The teenager had been seeing a doctor for treatment over a number of psychiatric problems which began in 2015 with inpatient hospital care, followed up with outpatient visits.

Officers said medication for his problems had been found his room. Toxicological and autopsy results are still not available, so it is not yet clear whether he was taking the medicine when he embarked on his shooting spree on Friday.

Investigators said the gunman had been bullied by schoolmates at least once four years ago, and had been fascinated by previous mass shootings.

None of the bullies were among his victims, however, and none of those killed were known to him.

The attack took place on the fifth anniversary of the killing of 77 people by Norwegian right-wing extremist Anders Behring Breivik, whose victims included dozens of young people.

Investigators said the Munich gunman had researched that slaughter online and had visited the site of a previous school shooting in the German town of Winnenden last year.

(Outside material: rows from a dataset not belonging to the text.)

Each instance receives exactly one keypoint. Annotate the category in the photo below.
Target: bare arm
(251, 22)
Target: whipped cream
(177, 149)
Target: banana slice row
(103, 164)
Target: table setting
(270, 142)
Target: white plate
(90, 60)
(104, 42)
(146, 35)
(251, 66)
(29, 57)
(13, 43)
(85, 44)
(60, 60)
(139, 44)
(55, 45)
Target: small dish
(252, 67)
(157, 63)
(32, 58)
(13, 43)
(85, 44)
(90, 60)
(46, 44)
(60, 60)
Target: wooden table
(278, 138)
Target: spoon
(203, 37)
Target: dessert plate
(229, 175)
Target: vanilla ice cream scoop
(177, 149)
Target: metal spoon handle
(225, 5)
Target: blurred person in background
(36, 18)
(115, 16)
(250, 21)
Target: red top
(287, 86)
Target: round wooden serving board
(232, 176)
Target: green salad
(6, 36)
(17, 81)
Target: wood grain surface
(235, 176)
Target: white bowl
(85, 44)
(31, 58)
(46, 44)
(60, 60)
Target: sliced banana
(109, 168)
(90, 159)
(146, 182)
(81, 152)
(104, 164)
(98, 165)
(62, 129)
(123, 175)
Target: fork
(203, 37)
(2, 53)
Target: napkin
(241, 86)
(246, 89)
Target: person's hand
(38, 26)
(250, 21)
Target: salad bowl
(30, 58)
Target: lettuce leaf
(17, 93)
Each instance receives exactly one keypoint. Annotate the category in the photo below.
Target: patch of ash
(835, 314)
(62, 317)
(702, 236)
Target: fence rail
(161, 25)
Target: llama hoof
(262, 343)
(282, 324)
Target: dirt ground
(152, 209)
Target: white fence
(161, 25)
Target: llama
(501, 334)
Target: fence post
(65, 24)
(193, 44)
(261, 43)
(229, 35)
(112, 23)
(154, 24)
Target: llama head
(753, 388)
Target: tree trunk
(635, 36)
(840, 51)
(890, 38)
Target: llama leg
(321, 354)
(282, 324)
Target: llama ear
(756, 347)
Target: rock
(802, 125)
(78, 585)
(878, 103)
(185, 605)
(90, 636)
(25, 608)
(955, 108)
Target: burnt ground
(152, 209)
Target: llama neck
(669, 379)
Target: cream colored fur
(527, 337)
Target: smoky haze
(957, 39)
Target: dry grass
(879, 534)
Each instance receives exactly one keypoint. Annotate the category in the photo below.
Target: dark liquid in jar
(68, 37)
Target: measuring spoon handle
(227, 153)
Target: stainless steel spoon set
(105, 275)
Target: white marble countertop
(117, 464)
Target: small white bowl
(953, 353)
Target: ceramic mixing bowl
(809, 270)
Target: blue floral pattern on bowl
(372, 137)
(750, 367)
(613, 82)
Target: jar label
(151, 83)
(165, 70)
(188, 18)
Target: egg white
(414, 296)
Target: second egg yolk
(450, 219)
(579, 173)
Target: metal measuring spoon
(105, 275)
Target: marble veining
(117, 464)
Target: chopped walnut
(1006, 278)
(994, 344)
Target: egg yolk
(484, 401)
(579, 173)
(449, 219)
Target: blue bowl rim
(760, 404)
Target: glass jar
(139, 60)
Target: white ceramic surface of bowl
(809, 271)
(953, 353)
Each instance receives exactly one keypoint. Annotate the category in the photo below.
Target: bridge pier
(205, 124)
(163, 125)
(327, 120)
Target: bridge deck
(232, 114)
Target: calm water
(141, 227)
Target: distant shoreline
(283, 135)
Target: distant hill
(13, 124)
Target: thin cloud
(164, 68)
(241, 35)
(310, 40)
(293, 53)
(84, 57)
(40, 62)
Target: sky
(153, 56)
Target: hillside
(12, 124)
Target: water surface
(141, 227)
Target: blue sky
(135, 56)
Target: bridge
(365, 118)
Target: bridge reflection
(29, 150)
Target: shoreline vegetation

Robert Heimberger, Bavaria's top official, said: "He had been planning this crime since last summer", citing a "manifesto" linked to the shooting found in the gunman's locked room in the apartment he shared with his parents and brother.

Mr Heimberger said he could not reveal details of the document yet because there are "many more terabytes" of information to evaluate, but described the gunman as a "devoted player" of group internet "killer games", pitting virtual shooters against each other.

Weapons are strictly controlled in Germany and police are still trying to determine exactly how the teenager obtained the Glock 17 used in the attack.

Mr Heimberger said it is "very likely" the suspect purchased the weapon illegally online on the "dark net," a restricted access computer network often used by criminals.

He said the weapon had been rendered unusable and sold as a prop before being restored to its original function.

The gunman's father saw a video of the start of his son's rampage on social media and spoke to police as it was taking place, Mr Heimberger said, adding that the family was not yet emotionally up to questioning by police.

Witnesses claimed the gunman shouted slurs against foreigners, even though he himself was the German-born son of Iranian asylum-seekers

Mr Heimberger said the McDonald's restaurant where most of the victims died was a hangout for youths of immigrant backgrounds, and the dead included victims of Hungarian, Turkish, Greek, and Kosovo Albanian backgrounds, as well as a stateless person.

The restaurant remained cordoned off on Sunday as nearby residents and relatives of the victims gathered for a second day to pay their respects.

In the aftermath of the attack, Bavaria's top security official urged the government to allow the country's military to be deployed in support of police during attacks.

Because of the Nazi era, Germany's post-war constitution only allows the military, known as the Bundeswehr, to be deployed domestically in cases of national emergency.

However, state interior minister Joachim Herrmann told the Welt am Sonntag newspaper that the regulations are now obsolete, declaring that Germans have a "right to safety".

"It would be completely incomprehensible ... if we had a terrorist situation like Brussels in Frankfurt, Stuttgart or Munich and we were not permitted to call in the well-trained forces of the Bundeswehr," he said.